Anders F Björklund
afb at macports.org
Sun Jan 10 04:52:27 PST 2016
James Linder wrote:
>> "In general, application bugs should be reported to the developers of the app (?upstream?), not MacPorts."
>> But I think it's safe to say that no-one* is running Xfce on Darwin/XQuartz, so this is Terra Incognita...
>> Anyway, the bug tracker is: https://bugzilla.xfce.org/
>> * the jury is still out on "why would anyone want to do that", even though it "should" still be possible.
>> For most normal users, something like VirtualBSD would probably be a better option. Or at least packages.
>> See http://www.dedoimedo.com/computers/virtualbsd.html
> Pierre to add to comments above
> I?m a great fan of xfce and run that on my many linux machines.

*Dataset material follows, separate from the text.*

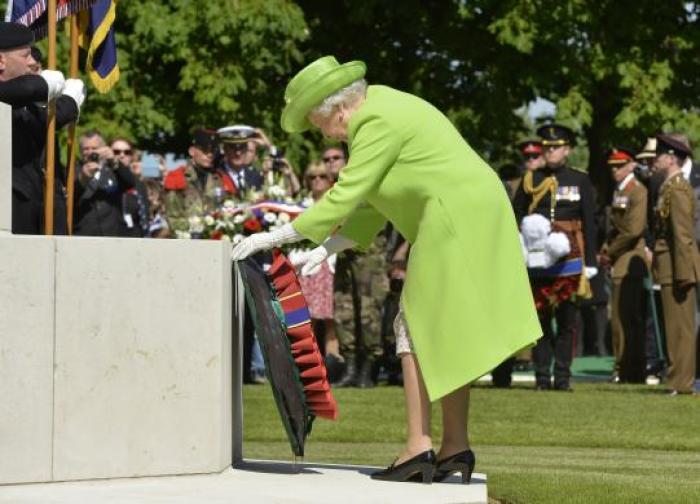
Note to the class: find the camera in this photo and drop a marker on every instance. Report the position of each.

> Ideologically I hate apple, but apple make their hardware and software play together very nicely e.g. bluetooth at boot, e.g. nice sound from their crappy speakers e.g. heat from core sleep vs (hot) heat from core throttle e.g. the wireless on my mac mini is perfect under OS X but rather iffy under any linux distos that I have tried.
Running Darwin only was _always_ painful, and even X11.app isn't included with the OS anymore...
So there are not many good options available besides running XQuartz on OS X, for that hardware.
> After playing with xfce on the mac mini for a few days the only benefits I could find were having X11 all the time (subtle reasons) and xfce4-terminal. iTerm does a pretty equivalent job.
Actually neither Terminal nor Midori is a part of the default installation of Xfce any longer...
You are free to set any terminal emulator or web browser in the "Preferred Applications" setting.
Last release (0.6.3) of this application was done two years ago.
It needed some patches to even show up under FreeBSD and Darwin.
The main "problem" with xfce4-terminal is that it uses the old VTE library from GNOME Terminal...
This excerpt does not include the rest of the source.